How to achieve this goal ?

Most of databases are open data and free (but we have to check the licence to see to which extend we can import the IDs) and even propose the access to their data in a standard format allowing the data reading by machine (xml, SDF,...):

PubChem : data to download (Sebotic's bot code base can handle this)
ChEMBL: data to download
ChEBI: data to download (this needs discussion: e.g. how to deal with the many ions)
KEGG: data to download (not open data)
CompTox Chemicals Dashboard data to download (public domain US government data)

These data sets contain for each chemical different data: internal identifier, identifiers of other databases, chemical formula, InChI, InChIKey, SMILES, CAS number, IUPAC name,... All these data can be used in order to match the data sets of the databases and to find the corresponding sets of an unique chemical.

To avoid copyright problem, the data extraction/processing should be done outside of Wikidata. Only the final result should be loaded into WD once the final comparison is done according to copyright from each database.

Process definition

first step: Create a list of the Q number of Wikidata items defining chemicals with one identifier. The best compromise is to used InChIKEy/InChI as primary ID because these IDs rely on chemical structure.
- This query allows to extract all items defined as instance of chemical compound AND having a defined InChIKey statement:
SELECT * WHERE { ?compound wdt:P31 wd:Q11173 ; wdt:P235 ?inchikey }
Try it!
Be careful: this list has some groups of chemical defined as instance of chemical substance instead of subclass of chemical substance This should be corrected later in the process of ID comparison.
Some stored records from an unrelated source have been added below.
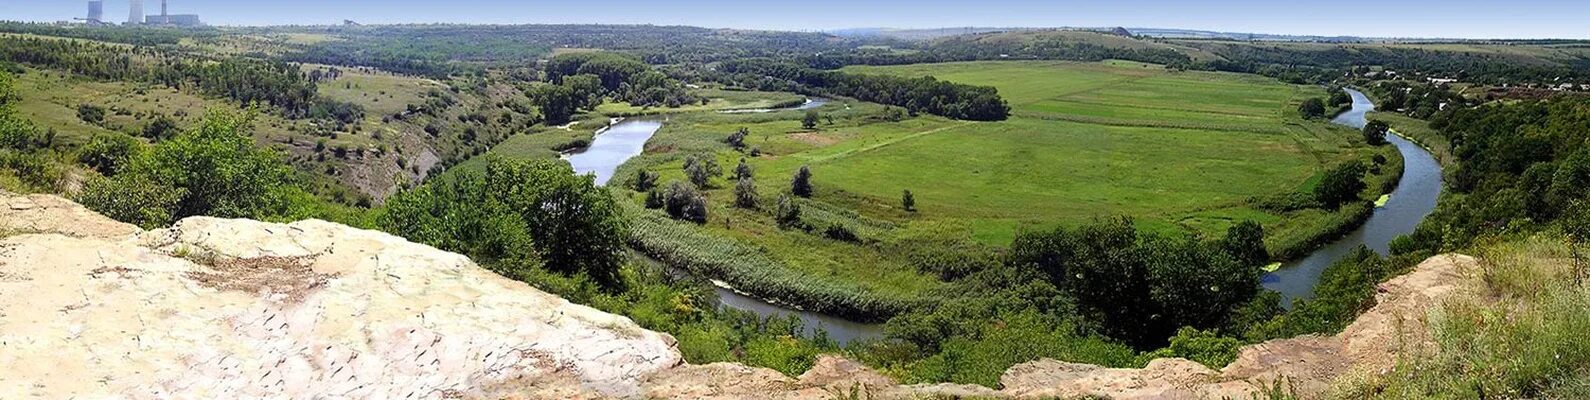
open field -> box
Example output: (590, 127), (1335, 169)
(311, 64), (442, 117)
(555, 61), (1397, 310)
(832, 61), (1388, 242)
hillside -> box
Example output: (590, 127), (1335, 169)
(0, 192), (1482, 399)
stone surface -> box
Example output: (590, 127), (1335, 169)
(0, 195), (681, 399)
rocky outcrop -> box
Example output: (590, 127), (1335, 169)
(0, 194), (681, 399)
(0, 194), (1477, 399)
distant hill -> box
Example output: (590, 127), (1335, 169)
(829, 27), (1034, 41)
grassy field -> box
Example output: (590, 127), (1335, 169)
(483, 60), (1396, 315)
(311, 64), (442, 118)
(830, 61), (1385, 243)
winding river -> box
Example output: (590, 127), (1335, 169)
(566, 88), (1442, 343)
(566, 101), (885, 344)
(1261, 88), (1444, 305)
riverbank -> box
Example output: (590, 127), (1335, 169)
(1263, 88), (1444, 304)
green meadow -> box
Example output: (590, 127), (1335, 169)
(498, 60), (1397, 310)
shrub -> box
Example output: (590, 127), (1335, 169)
(141, 115), (179, 141)
(664, 181), (708, 224)
(78, 133), (143, 176)
(1362, 120), (1389, 146)
(776, 194), (801, 228)
(75, 175), (185, 229)
(724, 127), (749, 149)
(901, 189), (916, 212)
(76, 103), (106, 124)
(1314, 161), (1367, 209)
(791, 165), (813, 197)
(734, 176), (758, 209)
(632, 169), (659, 192)
(1298, 98), (1326, 119)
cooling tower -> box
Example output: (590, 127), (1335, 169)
(87, 1), (104, 22)
(128, 0), (144, 24)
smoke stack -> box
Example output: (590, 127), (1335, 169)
(128, 0), (143, 24)
(87, 1), (104, 23)
(161, 0), (168, 17)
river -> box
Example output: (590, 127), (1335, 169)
(1261, 88), (1444, 306)
(564, 119), (665, 186)
(568, 88), (1441, 343)
(565, 102), (885, 345)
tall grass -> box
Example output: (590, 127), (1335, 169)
(1339, 234), (1590, 398)
(620, 199), (916, 321)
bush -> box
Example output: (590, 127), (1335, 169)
(791, 165), (813, 197)
(141, 115), (179, 141)
(75, 175), (184, 229)
(1314, 161), (1367, 209)
(1298, 98), (1326, 119)
(77, 133), (143, 176)
(381, 156), (629, 290)
(76, 103), (106, 124)
(1138, 327), (1244, 369)
(733, 176), (758, 209)
(663, 181), (708, 224)
(776, 194), (801, 228)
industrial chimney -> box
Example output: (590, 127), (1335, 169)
(161, 0), (168, 18)
(87, 1), (104, 23)
(128, 0), (144, 24)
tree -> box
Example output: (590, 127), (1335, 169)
(902, 189), (916, 212)
(684, 155), (720, 188)
(734, 158), (754, 180)
(664, 181), (708, 223)
(1298, 98), (1326, 119)
(142, 115), (179, 141)
(725, 127), (750, 149)
(802, 110), (820, 130)
(734, 176), (758, 209)
(380, 156), (629, 291)
(644, 188), (665, 209)
(791, 165), (813, 198)
(1314, 161), (1367, 209)
(1221, 221), (1268, 268)
(77, 103), (106, 124)
(1328, 89), (1352, 108)
(77, 132), (142, 176)
(526, 84), (579, 124)
(632, 169), (659, 192)
(1362, 120), (1389, 146)
(776, 194), (801, 228)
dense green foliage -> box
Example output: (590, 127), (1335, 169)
(0, 35), (328, 118)
(76, 110), (298, 227)
(1298, 97), (1326, 119)
(716, 58), (1010, 121)
(1314, 161), (1368, 209)
(381, 157), (628, 289)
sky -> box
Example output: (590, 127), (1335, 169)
(7, 0), (1590, 39)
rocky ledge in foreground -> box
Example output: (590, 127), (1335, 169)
(0, 194), (1476, 399)
(0, 194), (681, 399)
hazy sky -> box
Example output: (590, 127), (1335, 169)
(8, 0), (1589, 39)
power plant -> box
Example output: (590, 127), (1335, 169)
(127, 0), (143, 25)
(90, 0), (203, 27)
(86, 1), (104, 23)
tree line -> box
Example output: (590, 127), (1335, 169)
(0, 35), (335, 119)
(717, 58), (1010, 121)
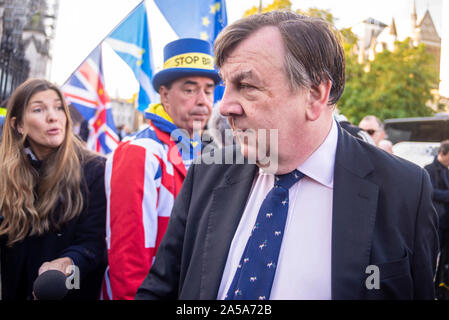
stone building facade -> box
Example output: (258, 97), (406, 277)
(0, 0), (58, 100)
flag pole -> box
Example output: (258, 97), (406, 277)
(60, 0), (146, 86)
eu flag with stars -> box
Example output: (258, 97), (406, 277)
(153, 0), (227, 42)
(153, 0), (227, 100)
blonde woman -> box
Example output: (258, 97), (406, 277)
(0, 79), (107, 300)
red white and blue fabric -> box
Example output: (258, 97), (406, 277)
(225, 170), (304, 300)
(100, 109), (197, 300)
(62, 45), (119, 154)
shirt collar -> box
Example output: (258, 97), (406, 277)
(297, 119), (337, 188)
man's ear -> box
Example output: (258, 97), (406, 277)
(305, 80), (332, 121)
(159, 85), (170, 109)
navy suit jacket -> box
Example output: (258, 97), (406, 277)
(425, 157), (449, 230)
(136, 125), (439, 300)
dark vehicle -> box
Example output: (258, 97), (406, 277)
(384, 114), (449, 167)
(384, 114), (449, 145)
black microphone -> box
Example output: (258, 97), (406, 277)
(33, 270), (68, 300)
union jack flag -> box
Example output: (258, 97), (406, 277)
(62, 45), (119, 154)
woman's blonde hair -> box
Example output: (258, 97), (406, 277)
(0, 78), (89, 246)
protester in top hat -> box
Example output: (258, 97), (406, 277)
(100, 38), (220, 300)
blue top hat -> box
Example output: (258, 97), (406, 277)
(152, 38), (221, 92)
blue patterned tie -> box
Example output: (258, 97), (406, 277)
(225, 169), (305, 300)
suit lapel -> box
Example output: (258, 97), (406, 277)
(332, 126), (379, 299)
(199, 164), (258, 299)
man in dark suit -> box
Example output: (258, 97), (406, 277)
(135, 11), (438, 300)
(425, 140), (449, 299)
(425, 141), (449, 239)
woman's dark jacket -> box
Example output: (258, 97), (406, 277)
(0, 153), (107, 300)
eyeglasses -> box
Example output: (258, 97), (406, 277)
(362, 129), (378, 136)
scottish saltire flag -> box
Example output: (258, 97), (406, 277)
(153, 0), (227, 101)
(106, 1), (158, 112)
(62, 45), (119, 154)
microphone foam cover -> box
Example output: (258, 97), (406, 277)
(33, 270), (68, 300)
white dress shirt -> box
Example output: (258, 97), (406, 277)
(217, 119), (338, 300)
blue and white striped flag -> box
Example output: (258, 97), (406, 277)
(106, 1), (158, 112)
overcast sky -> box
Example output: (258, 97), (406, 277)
(50, 0), (443, 99)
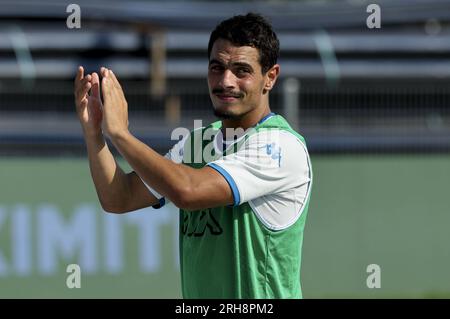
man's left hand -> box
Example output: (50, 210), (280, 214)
(100, 67), (130, 140)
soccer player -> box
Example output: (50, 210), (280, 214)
(74, 13), (312, 298)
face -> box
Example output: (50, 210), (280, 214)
(208, 39), (279, 120)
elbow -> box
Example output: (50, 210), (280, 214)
(171, 186), (198, 211)
(99, 199), (128, 214)
(102, 206), (125, 214)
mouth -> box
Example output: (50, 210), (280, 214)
(214, 94), (241, 103)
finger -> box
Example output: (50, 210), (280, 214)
(100, 66), (109, 78)
(75, 66), (84, 81)
(109, 70), (127, 100)
(108, 70), (121, 92)
(109, 70), (120, 86)
(78, 74), (92, 88)
(91, 72), (100, 99)
(76, 93), (89, 118)
(78, 82), (92, 104)
(75, 73), (91, 91)
(75, 75), (92, 101)
(80, 96), (88, 108)
(101, 74), (109, 105)
(74, 66), (84, 95)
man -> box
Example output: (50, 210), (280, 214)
(74, 13), (312, 299)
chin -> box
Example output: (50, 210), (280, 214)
(213, 108), (241, 120)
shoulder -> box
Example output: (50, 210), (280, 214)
(245, 128), (309, 158)
(225, 128), (311, 180)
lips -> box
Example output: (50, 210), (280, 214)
(215, 94), (241, 102)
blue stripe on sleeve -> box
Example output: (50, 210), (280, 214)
(207, 163), (241, 206)
(152, 197), (166, 209)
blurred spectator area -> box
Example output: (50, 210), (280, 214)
(0, 0), (450, 155)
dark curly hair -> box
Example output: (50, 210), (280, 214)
(207, 13), (280, 74)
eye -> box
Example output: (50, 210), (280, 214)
(236, 67), (250, 76)
(209, 65), (223, 72)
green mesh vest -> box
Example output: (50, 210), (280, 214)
(179, 114), (312, 299)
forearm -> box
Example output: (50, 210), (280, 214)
(84, 131), (131, 211)
(110, 131), (193, 206)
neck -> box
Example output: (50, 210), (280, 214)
(221, 106), (271, 131)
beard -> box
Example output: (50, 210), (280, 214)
(213, 105), (256, 120)
(213, 107), (242, 120)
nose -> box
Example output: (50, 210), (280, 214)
(219, 69), (236, 89)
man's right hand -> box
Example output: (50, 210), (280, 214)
(74, 66), (103, 136)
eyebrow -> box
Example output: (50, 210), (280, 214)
(209, 59), (254, 71)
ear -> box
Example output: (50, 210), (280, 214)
(263, 64), (280, 93)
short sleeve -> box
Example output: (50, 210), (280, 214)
(207, 130), (311, 206)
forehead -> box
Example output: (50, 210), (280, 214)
(210, 38), (260, 65)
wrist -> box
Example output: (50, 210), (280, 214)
(83, 129), (107, 153)
(109, 129), (132, 144)
(82, 127), (103, 139)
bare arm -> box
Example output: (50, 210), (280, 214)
(74, 66), (158, 213)
(110, 131), (233, 211)
(85, 131), (159, 213)
(100, 68), (234, 211)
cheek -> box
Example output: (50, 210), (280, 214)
(207, 75), (213, 87)
(240, 79), (265, 96)
(239, 78), (255, 93)
(207, 73), (218, 86)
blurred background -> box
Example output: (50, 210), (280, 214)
(1, 0), (450, 298)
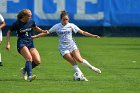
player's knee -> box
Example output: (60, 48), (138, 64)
(26, 56), (32, 62)
(24, 55), (33, 61)
(34, 60), (41, 65)
(76, 58), (83, 63)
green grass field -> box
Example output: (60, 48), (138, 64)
(0, 37), (140, 93)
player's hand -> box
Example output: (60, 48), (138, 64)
(42, 30), (49, 33)
(31, 35), (37, 39)
(6, 44), (10, 51)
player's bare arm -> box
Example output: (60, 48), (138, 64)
(0, 21), (6, 29)
(31, 31), (49, 39)
(33, 26), (48, 33)
(78, 29), (100, 38)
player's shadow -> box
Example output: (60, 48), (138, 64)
(0, 78), (23, 82)
(37, 78), (73, 82)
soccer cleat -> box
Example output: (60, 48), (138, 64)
(0, 62), (3, 66)
(28, 75), (36, 82)
(20, 67), (27, 80)
(91, 67), (101, 74)
(83, 77), (88, 81)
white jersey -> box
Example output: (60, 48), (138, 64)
(49, 23), (80, 55)
(0, 14), (4, 42)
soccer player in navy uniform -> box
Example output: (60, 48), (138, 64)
(6, 9), (48, 82)
(32, 10), (101, 81)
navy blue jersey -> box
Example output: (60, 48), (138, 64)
(10, 19), (36, 53)
(10, 19), (36, 38)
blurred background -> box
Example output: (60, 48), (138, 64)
(1, 0), (140, 37)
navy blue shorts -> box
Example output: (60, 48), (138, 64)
(17, 38), (34, 53)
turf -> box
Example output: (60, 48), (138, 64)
(0, 37), (140, 93)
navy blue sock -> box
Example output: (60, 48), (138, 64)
(32, 61), (38, 69)
(25, 61), (32, 77)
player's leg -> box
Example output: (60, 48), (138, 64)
(61, 48), (88, 81)
(0, 52), (2, 66)
(0, 31), (3, 66)
(30, 48), (41, 69)
(72, 49), (101, 74)
(20, 46), (36, 81)
(62, 51), (88, 81)
(63, 53), (83, 74)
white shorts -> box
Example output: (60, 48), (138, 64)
(0, 30), (2, 43)
(59, 44), (78, 56)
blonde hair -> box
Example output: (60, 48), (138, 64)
(17, 9), (31, 20)
(60, 10), (69, 19)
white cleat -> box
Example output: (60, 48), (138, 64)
(20, 67), (27, 80)
(28, 75), (36, 82)
(92, 67), (101, 74)
(83, 77), (88, 81)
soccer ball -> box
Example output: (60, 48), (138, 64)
(73, 72), (85, 81)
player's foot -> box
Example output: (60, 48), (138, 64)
(91, 67), (101, 74)
(28, 75), (36, 82)
(20, 67), (27, 80)
(0, 62), (3, 66)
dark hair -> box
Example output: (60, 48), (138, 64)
(17, 9), (31, 20)
(60, 10), (69, 19)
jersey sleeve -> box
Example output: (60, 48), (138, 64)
(49, 24), (57, 33)
(71, 23), (80, 33)
(0, 14), (4, 22)
(32, 20), (36, 27)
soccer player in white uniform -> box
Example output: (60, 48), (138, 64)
(32, 10), (101, 81)
(0, 14), (6, 66)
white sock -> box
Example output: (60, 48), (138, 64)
(0, 53), (1, 62)
(82, 59), (96, 69)
(72, 65), (82, 73)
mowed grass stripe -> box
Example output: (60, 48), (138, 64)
(0, 37), (140, 93)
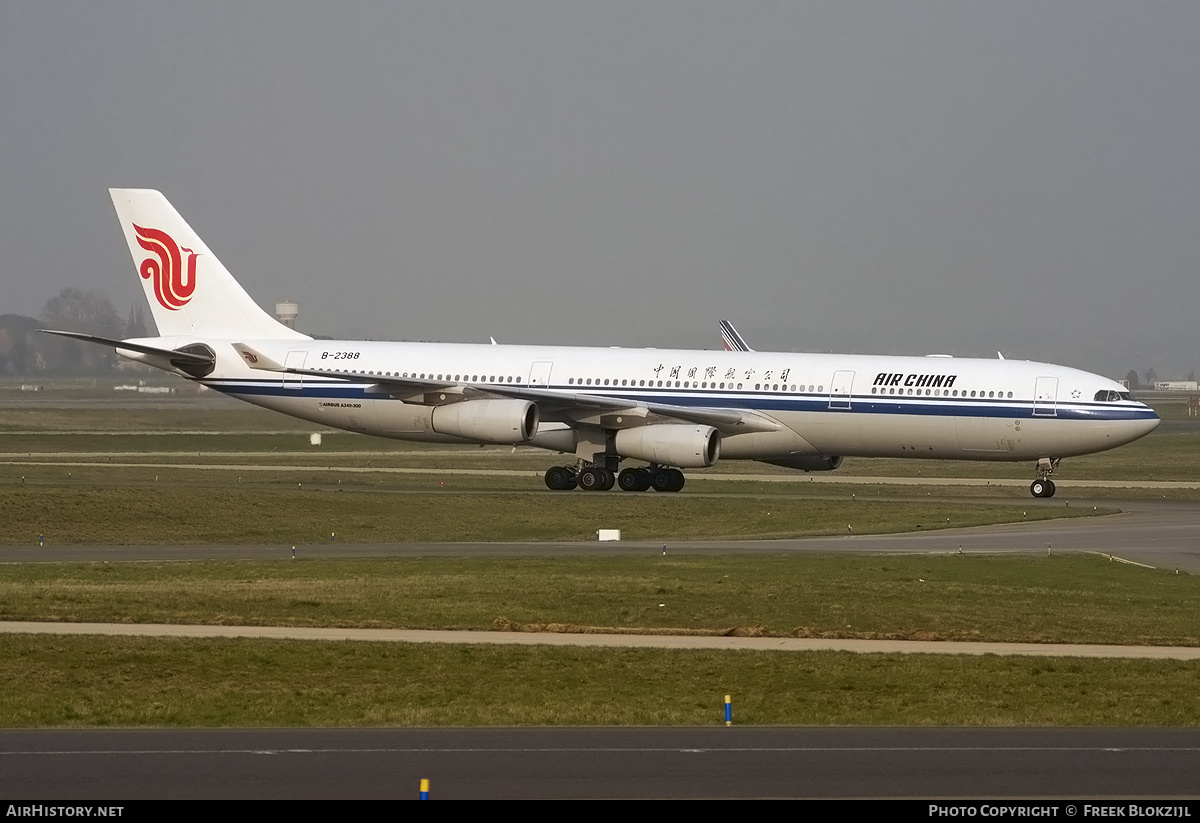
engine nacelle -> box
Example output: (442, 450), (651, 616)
(762, 455), (843, 472)
(615, 424), (721, 468)
(527, 423), (577, 453)
(431, 399), (538, 444)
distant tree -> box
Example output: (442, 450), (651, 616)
(1124, 370), (1140, 390)
(1144, 368), (1159, 387)
(1189, 370), (1196, 383)
(0, 314), (40, 374)
(124, 302), (149, 338)
(40, 288), (122, 338)
(39, 288), (123, 373)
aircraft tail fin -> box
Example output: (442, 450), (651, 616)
(720, 320), (754, 352)
(109, 189), (309, 341)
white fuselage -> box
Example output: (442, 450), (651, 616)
(141, 336), (1160, 466)
(99, 188), (1160, 498)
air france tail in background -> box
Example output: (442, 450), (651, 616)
(44, 189), (1160, 497)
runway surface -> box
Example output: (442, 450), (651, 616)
(2, 727), (1198, 799)
(3, 486), (1196, 800)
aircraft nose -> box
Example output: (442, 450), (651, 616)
(1129, 408), (1161, 439)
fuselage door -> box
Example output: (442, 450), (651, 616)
(528, 361), (553, 387)
(1033, 376), (1058, 417)
(829, 370), (855, 410)
(283, 350), (307, 389)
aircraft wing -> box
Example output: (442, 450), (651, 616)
(269, 365), (457, 392)
(485, 384), (781, 433)
(644, 399), (778, 432)
(237, 350), (779, 434)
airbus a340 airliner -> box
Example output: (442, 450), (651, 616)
(45, 189), (1159, 497)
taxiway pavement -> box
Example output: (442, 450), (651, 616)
(2, 496), (1197, 571)
(3, 727), (1198, 799)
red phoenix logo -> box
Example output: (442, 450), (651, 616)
(134, 224), (199, 310)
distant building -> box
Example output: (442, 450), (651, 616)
(1154, 381), (1200, 392)
(275, 301), (299, 329)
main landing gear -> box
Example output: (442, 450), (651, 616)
(544, 464), (685, 492)
(619, 466), (685, 492)
(1029, 457), (1060, 498)
(543, 465), (579, 490)
(1030, 479), (1056, 498)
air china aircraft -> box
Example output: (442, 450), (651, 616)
(46, 189), (1160, 498)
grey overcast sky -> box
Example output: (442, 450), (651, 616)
(2, 2), (1197, 378)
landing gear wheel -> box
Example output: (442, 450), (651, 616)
(618, 468), (652, 492)
(1030, 479), (1056, 498)
(579, 467), (615, 491)
(544, 466), (577, 491)
(652, 468), (685, 492)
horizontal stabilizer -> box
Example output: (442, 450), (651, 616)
(39, 329), (214, 365)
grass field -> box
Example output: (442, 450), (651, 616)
(1, 554), (1196, 644)
(2, 392), (1185, 545)
(2, 391), (1198, 484)
(2, 390), (1132, 544)
(0, 481), (1104, 544)
(1, 391), (1197, 728)
(2, 635), (1196, 727)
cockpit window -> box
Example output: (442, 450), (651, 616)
(1094, 390), (1126, 402)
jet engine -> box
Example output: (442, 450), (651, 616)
(431, 399), (538, 444)
(614, 424), (721, 468)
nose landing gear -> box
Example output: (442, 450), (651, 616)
(1030, 478), (1056, 498)
(1030, 458), (1060, 498)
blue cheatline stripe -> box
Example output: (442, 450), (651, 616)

Be careful: some chemicals having a defined statement InChIKey but no statement instance of chemical compound are not in the list.

Status: curation is on-going to avoid duplicates (several items having the same InChIKey) or bad definition (one item having several InChIKey). See the items requiring curation here.
Second step: Download the IDs from the databases cited above and store all this data in an unique format.
Status: Open
Third step: Compare for each chemical the IDs extracted from the databases. For each ID of each chemical a evaluation mark has to be given indicating if the ID is the same in the different databases.
Status: Open
Fourth step: For IDs presenting a low ranking, a curation should be done based on information from the external databases. The goal is to understand why different values for one ID representing a chemical are used between different databases.
Status: Open
Fifth step: ID with high ranking as well as curated IDs can be uploaded into WD.
Status: Open

Resources

Contributors ready to check data from wikipedias and to identify clearly the chemical described by a Wikidata item
Persons with programming skills to handle data from databases and to create a super database
Bot operators ready to import data from the super database into Wikidata

Critical criterion for programming is to have routines which can be repeated frequently in the future: by curating data we should be able to provide list of entries in each database needed a correction.